Godfrey Harry Stafford CBE, FRS (15 April 1920 – 30 July 2013), was a British physicist and directed the Rutherford Appleton Laboratories from 1969 to 1981. He went on to be a master at St Cross College, Oxford and president of the Institute of Physics. In 1950 Dr. Stafford married Helen Goldthorp Clark, an Australian biologist. He has a son and twin daughters and lived near Oxford.

==Early life and the Navy==
Stafford was born in England in 1920 but moved to South Africa at the age of 8. He attended the University of Cape Town, where he came top of his class for physics and subsequently did an MSc researching cosmic rays in 1941. He joined the South African Naval Forces as a lieutenant electrical officer concerned with degaussing in the southern hemisphere.

With the end of hostilities, he entered Gonville and Caius College, Cambridge, as Ebden Scholar of the University of Cape Town, obtaining his Ph.D. in 1950. He later accepted a post with the South African Council for Scientific and Industrial Research as the head of its Biophysics Sub-Division. In 1954 after 2 1/2 years in Pretoria, Dr. Gerry Pickavance offered a job at Harwell in the Cyclotron Group.

== Rutherford Laboratory ==
The Rutherford Laboratory came into being in 1957 with Gerry Pickavance as the first Director and Stafford as the head of the Proton Linear Accelerator (PLA) Group. The PLA achieved its first full energy beam in 1959. By 1963 with the PLA a well established machine he became responsible for the high energy physics programme for the Nimrod (synchrotron). Stafford became Deputy Director on 1 April 1966. He has had close association with CERN, where he participated in the SC polarization experiment and various committee work, and was a keen supporter of the idea of a European Physical Society and became a Member of the Steering Committee for its formation. He later acted as Scientific Secretary to the Organising Committee for the inaugural meeting of the Society which was held in Florence in April 1969. He succeeded Gerry Pickavance in 1969 as director of the Rutherford Appleton Laboratory.

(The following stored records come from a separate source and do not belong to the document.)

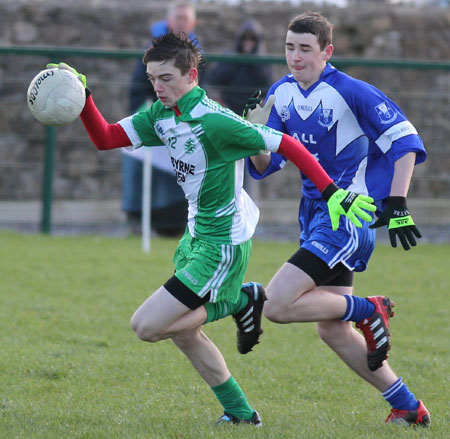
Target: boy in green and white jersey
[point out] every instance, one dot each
(207, 144)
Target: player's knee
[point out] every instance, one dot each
(333, 332)
(273, 311)
(143, 330)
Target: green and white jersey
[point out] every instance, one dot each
(207, 144)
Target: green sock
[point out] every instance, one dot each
(216, 311)
(233, 400)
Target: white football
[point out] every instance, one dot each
(56, 97)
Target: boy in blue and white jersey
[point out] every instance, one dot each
(366, 144)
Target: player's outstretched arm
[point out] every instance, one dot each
(396, 214)
(340, 201)
(103, 134)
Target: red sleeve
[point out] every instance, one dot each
(305, 161)
(103, 134)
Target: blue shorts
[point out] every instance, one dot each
(349, 245)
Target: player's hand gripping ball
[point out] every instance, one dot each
(56, 96)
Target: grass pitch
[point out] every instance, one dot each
(71, 367)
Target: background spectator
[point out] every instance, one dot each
(168, 207)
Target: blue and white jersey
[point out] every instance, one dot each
(354, 131)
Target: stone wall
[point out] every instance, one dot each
(81, 171)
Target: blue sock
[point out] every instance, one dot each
(399, 396)
(358, 308)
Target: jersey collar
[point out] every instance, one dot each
(187, 102)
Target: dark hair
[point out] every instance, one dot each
(174, 46)
(313, 23)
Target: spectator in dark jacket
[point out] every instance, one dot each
(232, 83)
(168, 204)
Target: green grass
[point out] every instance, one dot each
(71, 367)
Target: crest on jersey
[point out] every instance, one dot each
(189, 146)
(326, 117)
(285, 113)
(385, 112)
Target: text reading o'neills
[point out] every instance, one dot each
(34, 91)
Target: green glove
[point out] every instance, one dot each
(399, 221)
(261, 114)
(343, 202)
(64, 66)
(252, 102)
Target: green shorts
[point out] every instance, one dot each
(207, 267)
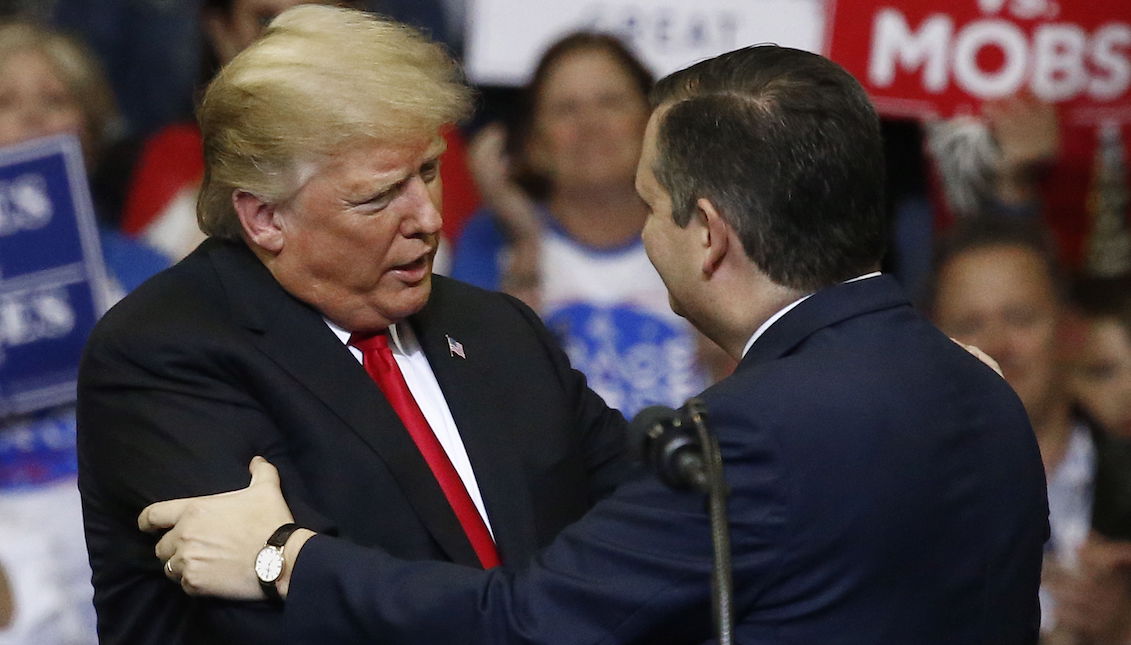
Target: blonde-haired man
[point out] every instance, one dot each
(320, 196)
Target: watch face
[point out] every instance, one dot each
(269, 564)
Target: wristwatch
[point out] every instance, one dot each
(269, 560)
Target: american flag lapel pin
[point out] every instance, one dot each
(455, 347)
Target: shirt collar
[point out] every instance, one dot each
(402, 338)
(761, 329)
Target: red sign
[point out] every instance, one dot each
(938, 58)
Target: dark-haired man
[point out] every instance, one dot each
(886, 486)
(999, 285)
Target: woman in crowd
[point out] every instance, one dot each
(1102, 375)
(563, 226)
(49, 85)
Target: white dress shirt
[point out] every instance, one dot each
(761, 329)
(422, 384)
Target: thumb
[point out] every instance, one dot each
(262, 472)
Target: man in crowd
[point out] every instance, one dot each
(999, 286)
(886, 487)
(404, 411)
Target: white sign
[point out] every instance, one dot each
(506, 37)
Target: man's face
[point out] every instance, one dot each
(359, 237)
(1002, 300)
(1102, 375)
(668, 247)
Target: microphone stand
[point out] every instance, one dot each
(716, 489)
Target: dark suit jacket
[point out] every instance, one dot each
(212, 363)
(886, 490)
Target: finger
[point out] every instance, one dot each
(162, 514)
(264, 473)
(171, 572)
(166, 547)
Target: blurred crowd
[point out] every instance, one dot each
(992, 232)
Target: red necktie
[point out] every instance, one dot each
(382, 368)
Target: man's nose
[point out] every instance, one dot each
(425, 213)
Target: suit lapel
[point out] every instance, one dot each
(827, 307)
(482, 421)
(296, 337)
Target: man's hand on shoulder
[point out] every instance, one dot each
(213, 541)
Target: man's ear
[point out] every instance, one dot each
(717, 235)
(259, 220)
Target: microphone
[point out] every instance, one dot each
(665, 443)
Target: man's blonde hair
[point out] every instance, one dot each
(319, 79)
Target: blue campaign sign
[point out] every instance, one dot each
(51, 273)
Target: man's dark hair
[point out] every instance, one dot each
(787, 146)
(981, 232)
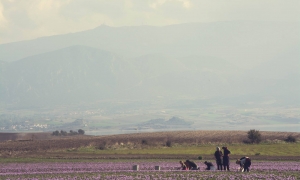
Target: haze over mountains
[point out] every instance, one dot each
(224, 62)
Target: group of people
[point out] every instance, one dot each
(188, 165)
(222, 161)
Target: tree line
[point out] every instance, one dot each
(65, 133)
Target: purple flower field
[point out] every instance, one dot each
(123, 170)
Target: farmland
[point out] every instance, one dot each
(113, 156)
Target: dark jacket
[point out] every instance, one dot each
(218, 155)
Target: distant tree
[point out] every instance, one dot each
(290, 138)
(254, 136)
(63, 133)
(144, 141)
(55, 133)
(169, 143)
(80, 131)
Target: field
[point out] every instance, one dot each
(113, 157)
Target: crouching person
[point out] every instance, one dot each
(245, 163)
(209, 166)
(183, 166)
(191, 165)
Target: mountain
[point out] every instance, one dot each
(81, 74)
(70, 75)
(221, 62)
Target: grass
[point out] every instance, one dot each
(280, 149)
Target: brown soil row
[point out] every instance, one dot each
(43, 142)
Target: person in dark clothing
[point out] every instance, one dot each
(218, 156)
(245, 163)
(209, 166)
(191, 165)
(183, 166)
(226, 158)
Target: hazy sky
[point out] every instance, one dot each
(29, 19)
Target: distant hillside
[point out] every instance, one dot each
(223, 62)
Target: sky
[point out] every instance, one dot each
(29, 19)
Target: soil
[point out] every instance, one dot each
(44, 145)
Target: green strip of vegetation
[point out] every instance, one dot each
(280, 149)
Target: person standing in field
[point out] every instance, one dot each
(183, 166)
(218, 156)
(245, 163)
(191, 165)
(226, 158)
(209, 166)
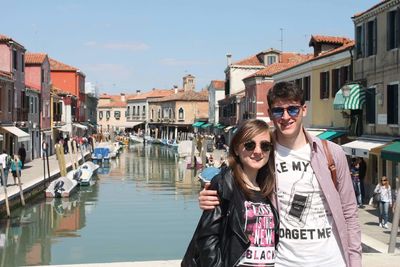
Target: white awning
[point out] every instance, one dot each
(22, 136)
(63, 128)
(131, 124)
(228, 128)
(361, 148)
(81, 126)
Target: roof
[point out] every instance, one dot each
(328, 40)
(113, 104)
(272, 69)
(218, 85)
(154, 93)
(369, 9)
(59, 66)
(347, 46)
(185, 96)
(5, 39)
(35, 58)
(5, 74)
(250, 61)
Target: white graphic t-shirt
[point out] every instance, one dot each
(306, 234)
(260, 229)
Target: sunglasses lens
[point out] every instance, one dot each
(265, 146)
(293, 110)
(250, 146)
(277, 112)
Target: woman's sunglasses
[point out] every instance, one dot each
(251, 145)
(278, 112)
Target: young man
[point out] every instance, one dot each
(318, 222)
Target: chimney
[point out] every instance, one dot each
(228, 59)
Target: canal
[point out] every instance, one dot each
(142, 207)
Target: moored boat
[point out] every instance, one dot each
(61, 187)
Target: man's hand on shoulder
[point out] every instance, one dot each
(208, 199)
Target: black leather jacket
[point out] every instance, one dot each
(214, 243)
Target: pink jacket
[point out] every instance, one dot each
(341, 201)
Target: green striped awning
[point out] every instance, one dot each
(330, 135)
(205, 125)
(354, 101)
(391, 152)
(198, 123)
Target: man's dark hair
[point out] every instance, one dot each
(285, 91)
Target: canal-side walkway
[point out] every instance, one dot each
(33, 180)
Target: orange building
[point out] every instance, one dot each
(72, 80)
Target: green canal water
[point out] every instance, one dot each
(143, 207)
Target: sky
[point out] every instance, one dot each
(127, 45)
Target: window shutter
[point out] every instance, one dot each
(375, 43)
(398, 27)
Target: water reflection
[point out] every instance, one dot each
(141, 204)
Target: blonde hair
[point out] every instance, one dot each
(265, 176)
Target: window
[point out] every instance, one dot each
(9, 100)
(335, 81)
(181, 114)
(271, 60)
(371, 38)
(370, 105)
(393, 104)
(23, 63)
(324, 85)
(117, 115)
(306, 88)
(15, 59)
(393, 29)
(359, 41)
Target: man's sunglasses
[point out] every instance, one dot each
(278, 112)
(251, 145)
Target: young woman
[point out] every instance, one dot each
(243, 230)
(16, 163)
(384, 191)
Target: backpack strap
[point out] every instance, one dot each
(331, 163)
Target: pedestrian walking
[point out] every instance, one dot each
(16, 164)
(3, 162)
(384, 193)
(22, 154)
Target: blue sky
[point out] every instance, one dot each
(124, 46)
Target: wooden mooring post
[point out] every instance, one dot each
(4, 179)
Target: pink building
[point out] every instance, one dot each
(37, 76)
(14, 111)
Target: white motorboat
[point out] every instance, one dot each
(84, 174)
(135, 138)
(61, 187)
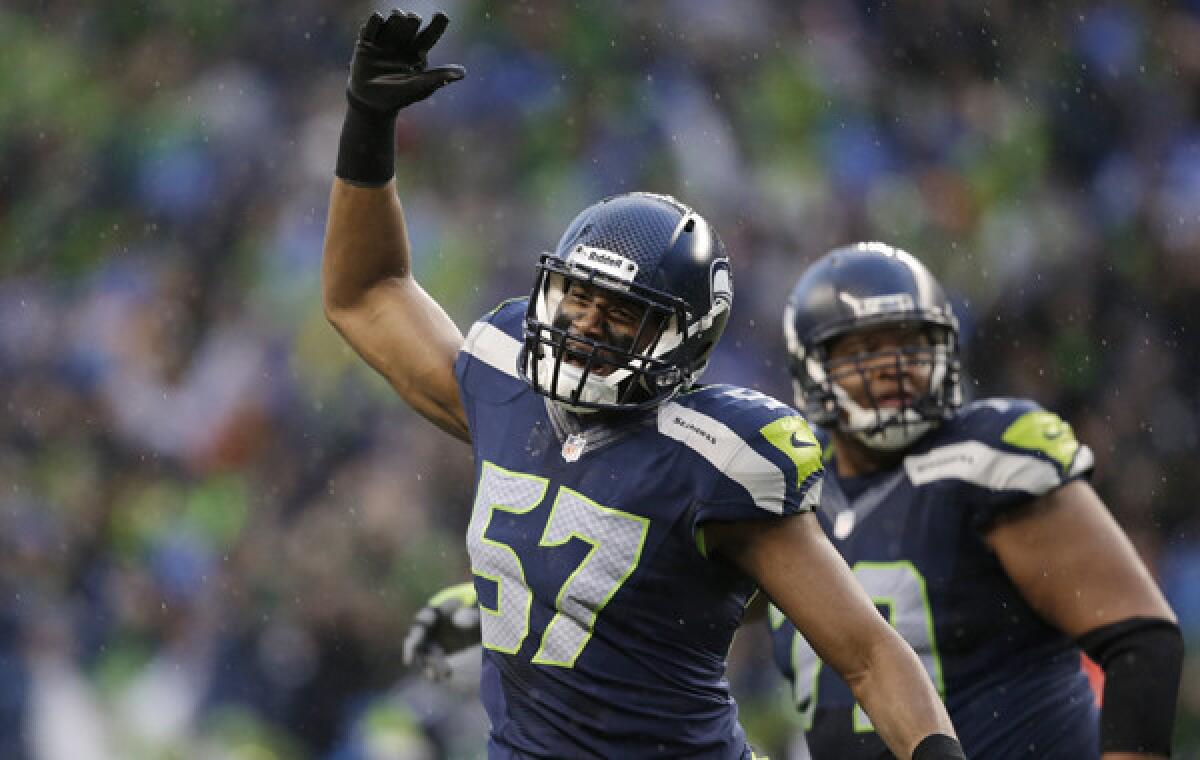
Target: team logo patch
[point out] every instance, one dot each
(574, 446)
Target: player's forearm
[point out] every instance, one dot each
(898, 695)
(366, 244)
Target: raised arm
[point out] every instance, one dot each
(809, 581)
(367, 285)
(1077, 568)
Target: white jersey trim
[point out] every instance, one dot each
(729, 453)
(493, 347)
(984, 466)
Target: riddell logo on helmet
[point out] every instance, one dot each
(604, 262)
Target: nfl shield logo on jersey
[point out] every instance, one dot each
(573, 448)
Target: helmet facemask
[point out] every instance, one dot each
(587, 373)
(909, 413)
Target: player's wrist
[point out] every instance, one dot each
(366, 151)
(939, 747)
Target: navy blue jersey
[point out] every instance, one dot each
(915, 538)
(605, 626)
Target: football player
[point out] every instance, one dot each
(623, 514)
(973, 530)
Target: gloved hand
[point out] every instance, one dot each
(389, 69)
(448, 623)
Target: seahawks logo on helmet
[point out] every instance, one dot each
(653, 253)
(864, 286)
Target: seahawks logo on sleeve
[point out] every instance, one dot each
(1005, 446)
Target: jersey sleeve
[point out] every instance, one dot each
(486, 365)
(766, 459)
(1011, 453)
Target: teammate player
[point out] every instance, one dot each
(972, 528)
(623, 515)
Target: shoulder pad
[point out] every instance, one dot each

During his time at the Rutherford labs, he oversaw much expansion of the labs, including the takeover of the Atlas Computer Laboratory by the Rutherford Laboratory in 1975, and the development of superconducting 'Rutherford Cable' for magnets in future CERN accelerators.

==Later work and titles==
Stafford was the second master of St Cross College, Oxford from 1979 to 1987. He headed the European Physical Society in 1984 was made president of the Institute of Physics in 1986. He received a CBE for his services to science and was made a Fellow of the Royal Society in 1979.